Despite the presence of the Mongols, trade along the Silk Road never reached the heights that it did in the Tang dynasty. With the disintegration of the Mongol empire, the revival of Islam and the isolationist policies of the Ming dynasty, the barriers rose again on the land route between East and West. The demise of the Silk Road also owes much to the development of the silk route by sea. It was becoming rather easier and safer to transport goods by water rather than overland. Ships had become stronger and more reliable , and the route passed promising new markets in Southern Asia.

Renewed interest in the Silk Road only emerged among western scholars towards the end of the nineteenth century. This emerged after various countries started to explore the region. The foreign involvement in this area was due mostly to the interest of the powers of the time in expanding their territories. The British, in particular, were interested in consolidating some of the land north of their Indian territories.

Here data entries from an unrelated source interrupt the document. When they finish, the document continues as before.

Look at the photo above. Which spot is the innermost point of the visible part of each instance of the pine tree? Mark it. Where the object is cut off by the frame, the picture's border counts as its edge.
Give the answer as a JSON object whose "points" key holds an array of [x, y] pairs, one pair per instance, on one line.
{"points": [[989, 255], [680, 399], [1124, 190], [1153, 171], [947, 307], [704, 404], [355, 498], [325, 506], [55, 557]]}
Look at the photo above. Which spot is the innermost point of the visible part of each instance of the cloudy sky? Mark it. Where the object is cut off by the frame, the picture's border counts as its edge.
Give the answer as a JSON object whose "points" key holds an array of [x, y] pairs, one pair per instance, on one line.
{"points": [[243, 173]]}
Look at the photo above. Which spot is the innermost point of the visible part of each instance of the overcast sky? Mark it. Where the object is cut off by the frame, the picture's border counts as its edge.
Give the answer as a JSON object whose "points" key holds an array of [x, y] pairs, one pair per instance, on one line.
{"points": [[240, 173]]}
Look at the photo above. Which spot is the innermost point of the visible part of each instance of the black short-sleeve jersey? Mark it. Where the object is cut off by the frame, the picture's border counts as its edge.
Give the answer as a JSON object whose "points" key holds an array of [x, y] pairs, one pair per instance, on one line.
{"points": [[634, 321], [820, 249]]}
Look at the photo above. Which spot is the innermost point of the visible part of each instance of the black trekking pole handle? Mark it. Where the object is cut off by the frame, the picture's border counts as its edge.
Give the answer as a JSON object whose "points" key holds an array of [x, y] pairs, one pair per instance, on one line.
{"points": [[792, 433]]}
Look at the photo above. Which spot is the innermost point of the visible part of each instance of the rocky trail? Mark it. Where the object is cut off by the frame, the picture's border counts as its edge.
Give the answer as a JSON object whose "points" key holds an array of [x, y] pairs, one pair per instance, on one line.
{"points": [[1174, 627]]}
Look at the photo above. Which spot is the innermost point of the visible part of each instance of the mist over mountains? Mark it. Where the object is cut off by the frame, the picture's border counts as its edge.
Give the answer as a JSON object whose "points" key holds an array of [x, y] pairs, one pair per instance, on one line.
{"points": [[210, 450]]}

The study of the Road really took off after the expeditions of the Swede Sven Hedin in 1895. He was an accomplished cartographer and linguist, and became one of the most renowned explorers of the time. He crossed the Pamirs to Kashgar, and then set out to explore the more desolate parts of the region. He even succeeded in making a crossing of the centre of the Taklimakan, though he was one of only three members of the party who made it across, the rest succumbing to thirst after their water had run out. He was intrigued by local legends of demons in the Taklimakan, guarding ancient cities full of treasure, and met several natives who had chanced upon such places. In his later travels, he discover several ruined cities on the south side of the desert, and his biggest find, the city of Loulan, from which he removed a large number of ancient manuscripts.

After Hedin, the archaeological race started. Sir Aurel Stein of Britain and Albert von Le Coq of Germany were the principle players, though the Russians and French, and then the Japanese, quickly followed suit. There followed a period of frenzied digging around the edges of the Taklimakan, to discover as much as possible about the old Buddhist culture that had existed long before.

The archaeological free-for-all came to a close after a change in the political scene. On 25th May 1925 a student demonstration in the treaty port of Shanghai was broken up by the British by opening fire on them, killing a number of the rioters. This instantly created a wave of anti-foreign hostility throughout China, and effectively brought the explorations of the Western Archaeologists to an end.